HISTORIC VISIT: Angela Merkel enters the synagogue, flanked by Jewish leaders Josef Schuster (left) and Gideon Joffe

VIOLENCE against Jews is growing again in Germany - eight decades after the Holocaust, Chancellor Angela Merkel told a Kristallnacht memorial ceremony in a Berlin synagogue.

Dressed in black, she said that Germany has a moral duty to fight rising antisemitism.

In an emotional speech to mark the 80th anniversary of the Night of Broken Glass, she added at the Rykestrasse Synagogue: "Jewish life is blossoming again in Germany - an unexpected gift to us after the Shoah.

"But we are also witnessing a worrying rise in antisemitism that threatens Jewish life in our country.

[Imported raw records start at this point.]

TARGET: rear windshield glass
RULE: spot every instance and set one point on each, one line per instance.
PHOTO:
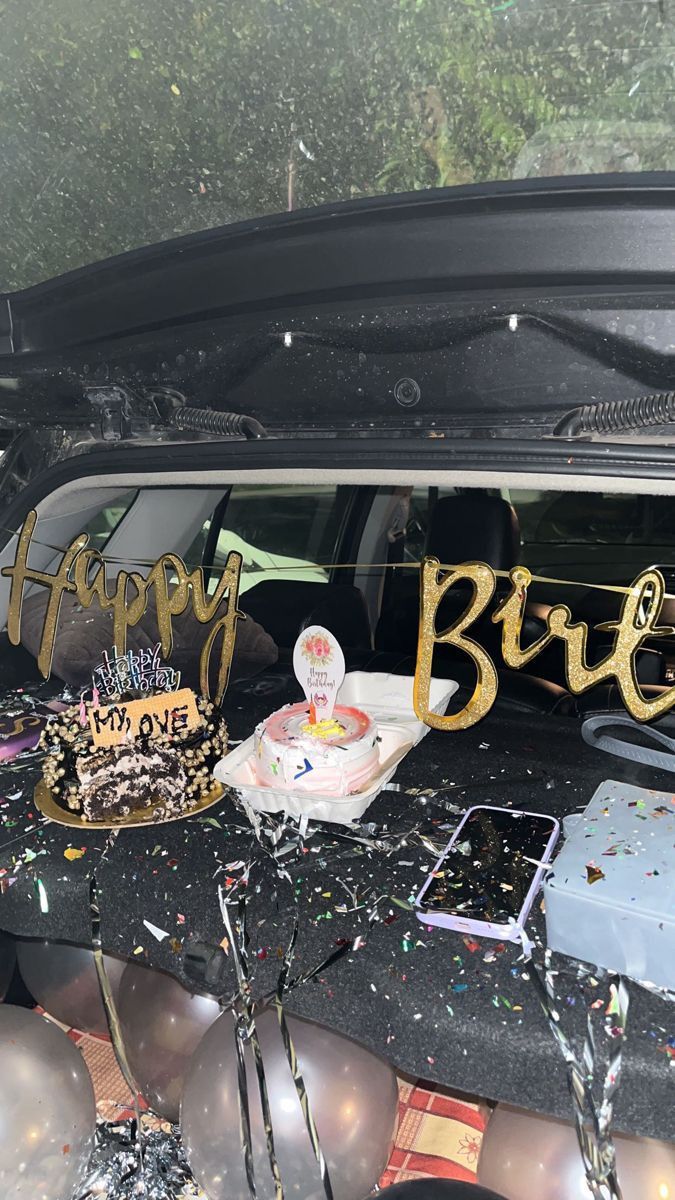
(130, 123)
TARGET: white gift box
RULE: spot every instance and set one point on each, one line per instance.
(625, 921)
(387, 699)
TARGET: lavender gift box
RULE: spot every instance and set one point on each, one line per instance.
(610, 894)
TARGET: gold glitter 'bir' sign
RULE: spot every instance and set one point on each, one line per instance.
(83, 571)
(635, 625)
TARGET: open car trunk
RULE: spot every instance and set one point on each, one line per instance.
(335, 397)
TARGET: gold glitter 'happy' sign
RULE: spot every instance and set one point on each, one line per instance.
(83, 571)
(637, 624)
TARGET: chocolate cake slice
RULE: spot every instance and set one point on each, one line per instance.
(109, 783)
(127, 779)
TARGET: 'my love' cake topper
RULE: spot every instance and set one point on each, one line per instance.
(318, 664)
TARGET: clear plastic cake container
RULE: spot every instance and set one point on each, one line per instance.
(237, 771)
(388, 700)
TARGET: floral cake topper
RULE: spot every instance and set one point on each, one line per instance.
(318, 664)
(316, 648)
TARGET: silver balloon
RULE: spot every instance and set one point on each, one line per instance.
(64, 982)
(353, 1098)
(162, 1025)
(47, 1109)
(524, 1156)
(7, 959)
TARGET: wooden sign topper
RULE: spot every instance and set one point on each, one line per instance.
(112, 725)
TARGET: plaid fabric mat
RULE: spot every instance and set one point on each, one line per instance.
(438, 1133)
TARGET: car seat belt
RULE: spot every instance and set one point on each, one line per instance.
(661, 760)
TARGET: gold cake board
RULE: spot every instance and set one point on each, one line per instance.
(149, 816)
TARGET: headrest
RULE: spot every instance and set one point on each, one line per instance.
(475, 527)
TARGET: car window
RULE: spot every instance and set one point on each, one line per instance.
(103, 525)
(282, 533)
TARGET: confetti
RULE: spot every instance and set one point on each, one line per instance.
(160, 934)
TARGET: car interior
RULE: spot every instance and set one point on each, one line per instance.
(344, 556)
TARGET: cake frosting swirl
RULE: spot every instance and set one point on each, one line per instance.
(330, 757)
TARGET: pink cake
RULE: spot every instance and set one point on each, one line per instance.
(333, 757)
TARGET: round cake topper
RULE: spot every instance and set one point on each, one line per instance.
(318, 664)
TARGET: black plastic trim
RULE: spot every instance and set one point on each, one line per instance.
(593, 231)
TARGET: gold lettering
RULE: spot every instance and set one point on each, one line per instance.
(432, 589)
(638, 623)
(22, 574)
(83, 571)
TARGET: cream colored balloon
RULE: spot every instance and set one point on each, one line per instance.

This form of antisemitic violence reminds us of the beginning of the pogroms."

Kristallnacht on November 9/10, 1938 - when nearly 100 German Jews were killed, 30,000 arrested and sent to concentration camps, and 250 synagogues destroyed - was marked in Germany and Austria. The name refers to the broken glass that littered streets outside synagogues and Jewish shops and homes.

In Vienna the head of Austria's government, which includes a party founded by ex-Nazis, pledged support for Israel's security.

Austria for decades presented itself as a victim of Nazism rather than acknowledge its collaboration with its crimes, including the Holocaust. Conservative Chancellor Sebastian Kurz said that had changed.

"We did it too late, but we have grappled with our own history," he told a ceremony in parliament marking the anniversary.

"We do not simply suppress the events of the darkest hours of our history in the year 2018."